Misalignment: mechanical mounting imprecision

Whenever this topic is discussed, certain points must be put to rest.  The first concerns terminology; much of the petinent literature uses the word misalignments to describe small-angle directional uncertainty components (e.g., error in perception of downward and North, which drive errors in velocity).  To avoid misinterpretation I refer to nav-axis direction uncertainty as misorientation.  In the presence of rotations, mounting misalignment contributes to misorientation.  Those effects, taking place promptly upon rotation of the strapdown inertial instrument assembly, stand in marked contrast to leisurely (nominal 84-minute) classical Schuler dynamics.

The second point, lab calibration, is instantly resolved by redefining each error as a residual amount remaining due to calibration imperfections plus post-cal aging and thermal effects — that amount is still (1) excessive in many cases, and (2) in any event, not covered by firm spec commitments.

A third point involves error propagation and a different kind of calibration (in-flight).  With the old (gimbal) mechanization, in-flight calibration could counteract much overall gyro drift effect.  Glib assessments in the 1990s promoted widespread belief that the same would likewise be true for  strapdown.  Changing that perspective motivated the investigation and publication mentioned at the top of this blog.

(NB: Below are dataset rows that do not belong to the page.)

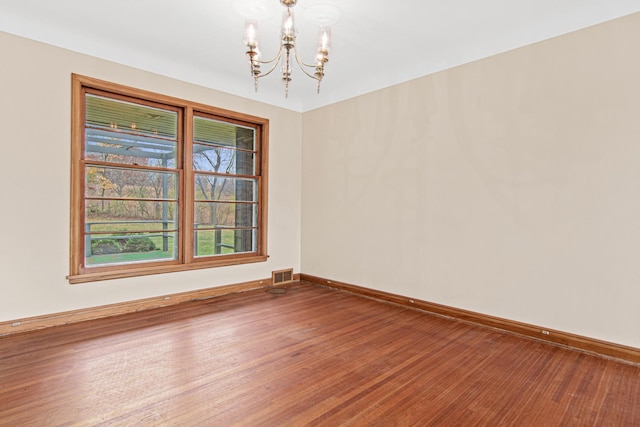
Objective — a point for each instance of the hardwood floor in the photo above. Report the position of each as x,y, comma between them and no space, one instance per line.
311,356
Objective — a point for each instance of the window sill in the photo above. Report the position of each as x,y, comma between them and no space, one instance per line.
160,269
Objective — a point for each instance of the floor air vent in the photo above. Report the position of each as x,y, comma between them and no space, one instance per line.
281,276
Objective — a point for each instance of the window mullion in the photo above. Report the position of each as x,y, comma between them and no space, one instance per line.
188,186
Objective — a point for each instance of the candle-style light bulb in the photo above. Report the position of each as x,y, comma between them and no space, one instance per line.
251,33
324,40
288,24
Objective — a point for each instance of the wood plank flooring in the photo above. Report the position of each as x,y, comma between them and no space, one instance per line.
311,356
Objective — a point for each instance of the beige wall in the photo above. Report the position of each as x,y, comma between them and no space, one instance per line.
509,186
35,105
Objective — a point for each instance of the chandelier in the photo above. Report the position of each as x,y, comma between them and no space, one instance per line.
286,50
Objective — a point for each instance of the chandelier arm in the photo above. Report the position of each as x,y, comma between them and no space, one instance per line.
303,66
275,59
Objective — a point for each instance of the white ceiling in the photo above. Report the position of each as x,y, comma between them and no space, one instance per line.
375,43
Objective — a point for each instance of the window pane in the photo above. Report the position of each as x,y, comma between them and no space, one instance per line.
211,158
125,248
129,215
129,183
221,242
210,187
123,132
213,132
231,215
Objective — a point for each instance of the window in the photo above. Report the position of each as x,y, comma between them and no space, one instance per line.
161,184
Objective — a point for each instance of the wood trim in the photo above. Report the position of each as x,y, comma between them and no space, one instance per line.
11,327
577,342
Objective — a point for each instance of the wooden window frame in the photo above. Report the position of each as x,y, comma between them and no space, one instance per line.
186,259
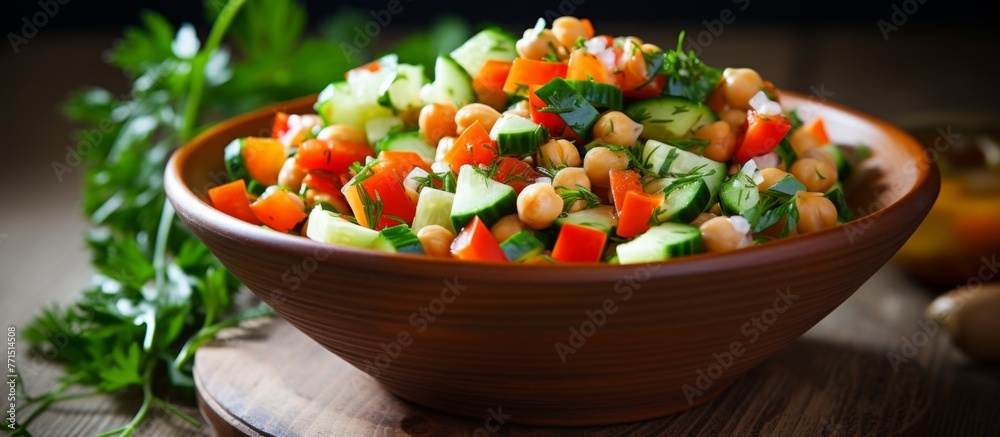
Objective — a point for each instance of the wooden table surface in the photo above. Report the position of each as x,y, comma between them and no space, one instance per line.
42,258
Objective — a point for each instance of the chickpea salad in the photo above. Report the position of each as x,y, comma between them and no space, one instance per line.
561,146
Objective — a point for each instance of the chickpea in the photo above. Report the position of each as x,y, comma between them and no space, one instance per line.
600,161
568,29
721,141
741,85
520,109
572,178
816,212
436,241
614,127
538,205
722,234
556,154
507,226
291,175
536,45
473,112
771,176
342,132
815,174
802,142
437,120
737,118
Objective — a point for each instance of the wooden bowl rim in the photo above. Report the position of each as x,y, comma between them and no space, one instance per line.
198,211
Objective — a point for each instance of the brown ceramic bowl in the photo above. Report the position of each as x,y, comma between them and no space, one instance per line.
563,345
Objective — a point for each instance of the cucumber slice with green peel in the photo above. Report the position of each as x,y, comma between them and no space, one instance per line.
521,246
684,201
669,161
434,208
840,160
738,194
400,91
517,136
562,99
379,127
478,195
669,118
327,227
399,239
490,43
599,94
412,141
451,84
602,217
661,243
343,103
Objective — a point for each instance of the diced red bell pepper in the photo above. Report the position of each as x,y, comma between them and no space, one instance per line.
475,243
515,173
489,83
385,188
334,156
232,199
473,147
280,125
526,72
278,211
623,182
763,135
637,210
579,244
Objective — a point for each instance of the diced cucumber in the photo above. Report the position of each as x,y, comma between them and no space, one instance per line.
327,227
478,195
563,100
451,84
684,201
660,243
412,141
400,90
379,127
599,94
517,136
670,161
839,200
602,217
669,118
434,208
521,246
490,43
840,160
738,194
399,239
341,103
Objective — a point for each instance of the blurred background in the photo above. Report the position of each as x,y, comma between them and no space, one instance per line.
928,66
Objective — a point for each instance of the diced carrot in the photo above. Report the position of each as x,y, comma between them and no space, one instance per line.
231,198
622,182
817,128
334,156
278,211
473,147
636,211
264,158
475,243
578,243
526,72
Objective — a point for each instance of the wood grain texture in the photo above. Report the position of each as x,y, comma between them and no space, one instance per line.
286,384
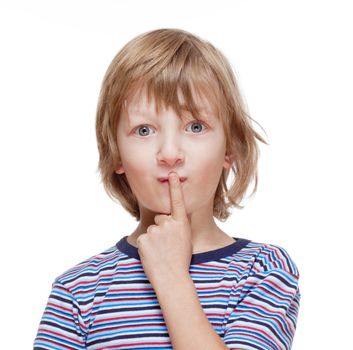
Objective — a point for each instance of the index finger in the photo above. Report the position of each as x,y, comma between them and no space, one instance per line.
178,211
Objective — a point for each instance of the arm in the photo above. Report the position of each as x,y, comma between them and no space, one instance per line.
188,326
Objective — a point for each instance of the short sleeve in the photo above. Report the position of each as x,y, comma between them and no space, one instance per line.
266,314
61,326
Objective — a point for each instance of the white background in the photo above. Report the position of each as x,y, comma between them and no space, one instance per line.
293,61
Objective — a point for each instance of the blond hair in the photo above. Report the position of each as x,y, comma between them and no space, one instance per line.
164,61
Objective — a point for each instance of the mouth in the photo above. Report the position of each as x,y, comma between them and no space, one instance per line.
164,180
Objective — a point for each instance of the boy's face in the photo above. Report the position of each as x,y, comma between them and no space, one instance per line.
152,145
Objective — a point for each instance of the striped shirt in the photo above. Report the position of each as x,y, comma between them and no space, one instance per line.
248,291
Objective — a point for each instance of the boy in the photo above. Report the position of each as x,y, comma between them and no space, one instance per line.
178,281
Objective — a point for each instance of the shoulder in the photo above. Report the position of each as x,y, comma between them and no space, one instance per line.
90,271
266,257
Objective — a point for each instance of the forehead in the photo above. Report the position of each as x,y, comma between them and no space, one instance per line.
138,104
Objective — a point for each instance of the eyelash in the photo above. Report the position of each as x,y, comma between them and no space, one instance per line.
146,125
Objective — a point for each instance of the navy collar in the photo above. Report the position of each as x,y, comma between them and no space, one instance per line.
125,247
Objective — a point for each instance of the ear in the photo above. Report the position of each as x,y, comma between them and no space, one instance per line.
120,169
228,161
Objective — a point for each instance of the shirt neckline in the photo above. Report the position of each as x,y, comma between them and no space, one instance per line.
125,247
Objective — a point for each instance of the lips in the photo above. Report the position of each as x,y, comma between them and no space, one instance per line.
165,179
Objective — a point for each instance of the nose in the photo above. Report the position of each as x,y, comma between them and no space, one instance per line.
170,152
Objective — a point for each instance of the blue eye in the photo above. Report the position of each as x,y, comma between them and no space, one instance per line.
198,128
144,128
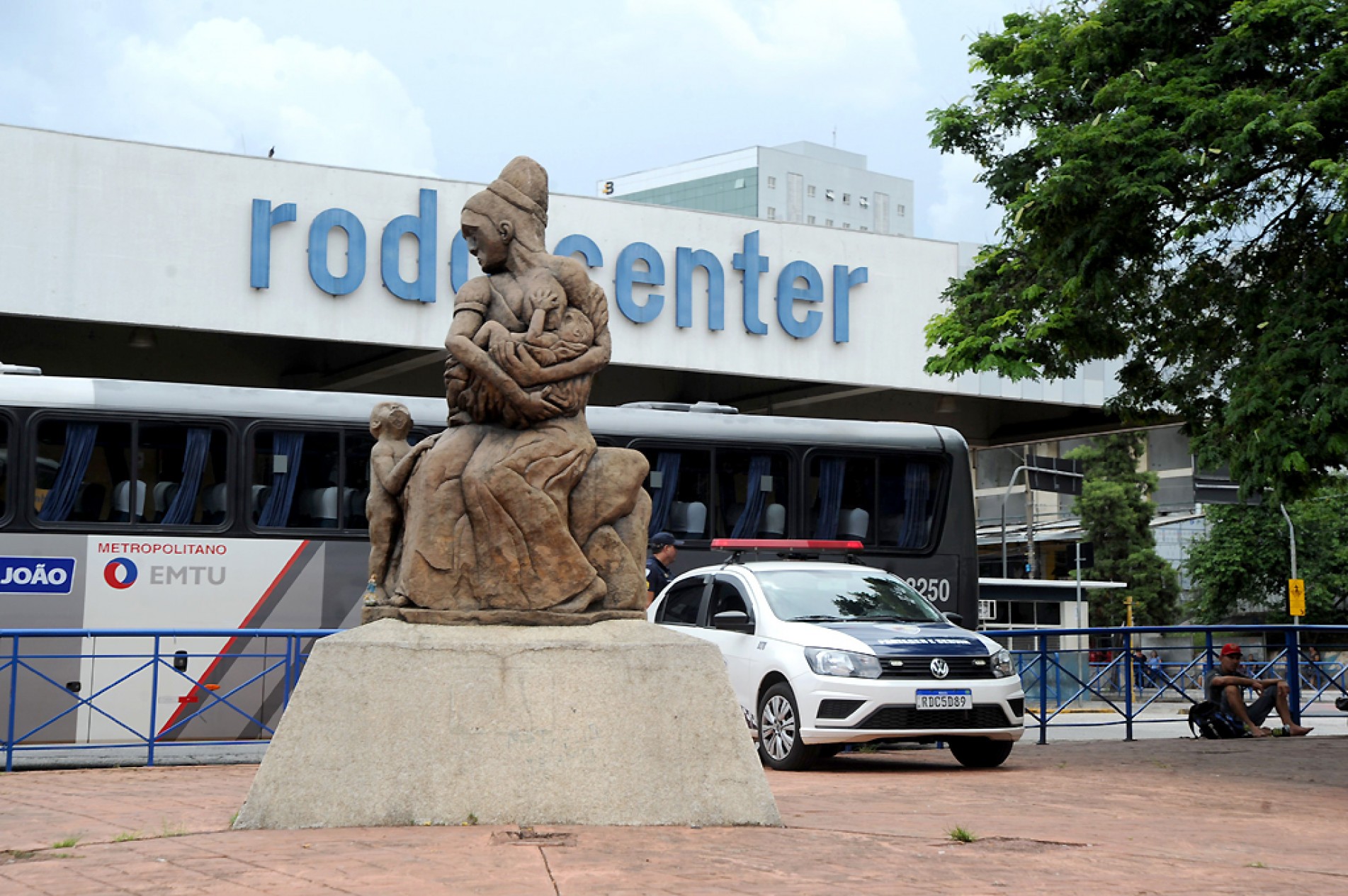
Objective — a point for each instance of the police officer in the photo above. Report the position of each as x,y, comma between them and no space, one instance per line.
664,550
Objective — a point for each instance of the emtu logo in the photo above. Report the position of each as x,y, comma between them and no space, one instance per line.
119,573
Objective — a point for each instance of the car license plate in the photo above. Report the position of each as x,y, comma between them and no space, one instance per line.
945,700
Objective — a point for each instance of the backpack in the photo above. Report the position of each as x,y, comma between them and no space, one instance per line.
1209,722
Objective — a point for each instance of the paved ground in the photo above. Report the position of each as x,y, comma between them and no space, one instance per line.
1152,817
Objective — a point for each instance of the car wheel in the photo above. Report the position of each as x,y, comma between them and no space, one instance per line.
980,752
779,732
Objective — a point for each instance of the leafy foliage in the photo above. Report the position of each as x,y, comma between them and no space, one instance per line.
1116,509
1245,562
1174,176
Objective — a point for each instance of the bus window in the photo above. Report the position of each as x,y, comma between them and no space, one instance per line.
681,491
843,491
751,489
183,473
4,467
294,482
356,476
84,473
909,500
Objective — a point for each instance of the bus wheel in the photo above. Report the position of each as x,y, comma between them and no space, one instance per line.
980,752
779,732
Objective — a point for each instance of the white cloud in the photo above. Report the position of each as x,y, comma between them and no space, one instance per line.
849,53
961,212
222,85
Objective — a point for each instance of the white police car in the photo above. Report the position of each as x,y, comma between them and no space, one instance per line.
824,654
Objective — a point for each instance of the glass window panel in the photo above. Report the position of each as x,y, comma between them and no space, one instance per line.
356,476
174,457
909,501
842,495
682,603
96,484
4,465
294,479
681,491
755,482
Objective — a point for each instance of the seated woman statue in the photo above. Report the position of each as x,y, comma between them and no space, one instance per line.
487,510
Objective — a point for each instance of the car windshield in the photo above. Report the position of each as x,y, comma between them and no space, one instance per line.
843,593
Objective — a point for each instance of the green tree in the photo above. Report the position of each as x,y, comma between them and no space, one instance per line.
1116,509
1243,564
1174,182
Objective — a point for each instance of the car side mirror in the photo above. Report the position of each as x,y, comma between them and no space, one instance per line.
734,621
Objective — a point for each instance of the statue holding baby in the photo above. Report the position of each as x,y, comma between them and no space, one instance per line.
513,514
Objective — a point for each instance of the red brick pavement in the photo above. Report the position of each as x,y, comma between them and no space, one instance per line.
1153,817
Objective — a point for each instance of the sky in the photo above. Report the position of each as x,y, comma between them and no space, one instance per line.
592,88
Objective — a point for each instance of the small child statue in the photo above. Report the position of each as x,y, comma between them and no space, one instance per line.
391,461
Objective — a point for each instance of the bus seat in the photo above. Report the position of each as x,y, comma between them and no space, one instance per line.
325,507
122,501
694,521
164,495
215,501
774,522
854,523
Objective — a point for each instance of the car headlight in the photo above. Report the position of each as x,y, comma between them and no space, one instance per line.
846,663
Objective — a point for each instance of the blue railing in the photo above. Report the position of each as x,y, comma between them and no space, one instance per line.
243,686
1060,682
256,671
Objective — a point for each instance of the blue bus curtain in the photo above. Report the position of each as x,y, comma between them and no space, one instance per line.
74,461
831,496
662,499
193,467
289,445
761,465
917,485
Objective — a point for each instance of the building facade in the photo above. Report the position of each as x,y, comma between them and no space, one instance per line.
798,182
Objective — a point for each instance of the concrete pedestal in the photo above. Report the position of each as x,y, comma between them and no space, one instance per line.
619,722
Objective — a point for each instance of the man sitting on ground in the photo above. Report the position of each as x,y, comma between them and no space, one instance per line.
1224,690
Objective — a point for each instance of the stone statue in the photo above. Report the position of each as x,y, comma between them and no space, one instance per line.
513,514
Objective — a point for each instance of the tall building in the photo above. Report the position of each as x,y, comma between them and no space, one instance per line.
798,182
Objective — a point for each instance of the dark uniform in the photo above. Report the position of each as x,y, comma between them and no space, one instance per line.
657,576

In that publication it was shown that, although the small-angle approximation is conservative for large changes in direction, it is not extremely so.  The last equation of its Appendix A shows a factor of (pi/2) for a 180-deg turn.  A more thorough discussion of that issue, and how it demands attentiveness to short-lived angular rates, appears on pages 98-99 of GNSS Aided Navigation and Tracking.  Appendix II on pages 239-258 of that same book also provides a program, with further supporting analysis, that supersedes the publication mentioned at the top of this blog.  That program can be downloaded from here.

The final point concerns the statistical distribution of errors.  Especially with safety involved (e.g., trusting free-inertial coast error propagation), it is clearly not enough to specify RMS errors.  For example, 2 arc-sec is better than 20 but what are the statistics?  Furthermore there is nothing to preclude unexpected extension of duration for free-inertial coast after a missed approach followed by a large change in direction.  A recent coauthored investigation (Farrell and vanGraas, ION-GNSS-2010 Proceedings) applies Extreme Value Theory (EVT) to outliers, showing unacceptably high incidences of large multiples (e.g., ten-sigma and beyond).  To substantiate that, there’s room here for an abbreviated explanation —  even in linear systems, gaussian inputs produce gaussian outputs only under very restrictive conditions.

A more complete assessment of misalignment accounts for further imperfections in mounting: the sensitive axis of each accelerometer deviates from that of its corresponding gyro.  As explained on page 72 of Integrated Aircraft Navigation, an IMU with a gyro-accelerometer combo for each of three nominally orthogonal directions has nine total misalignment components for instruments relative to each other.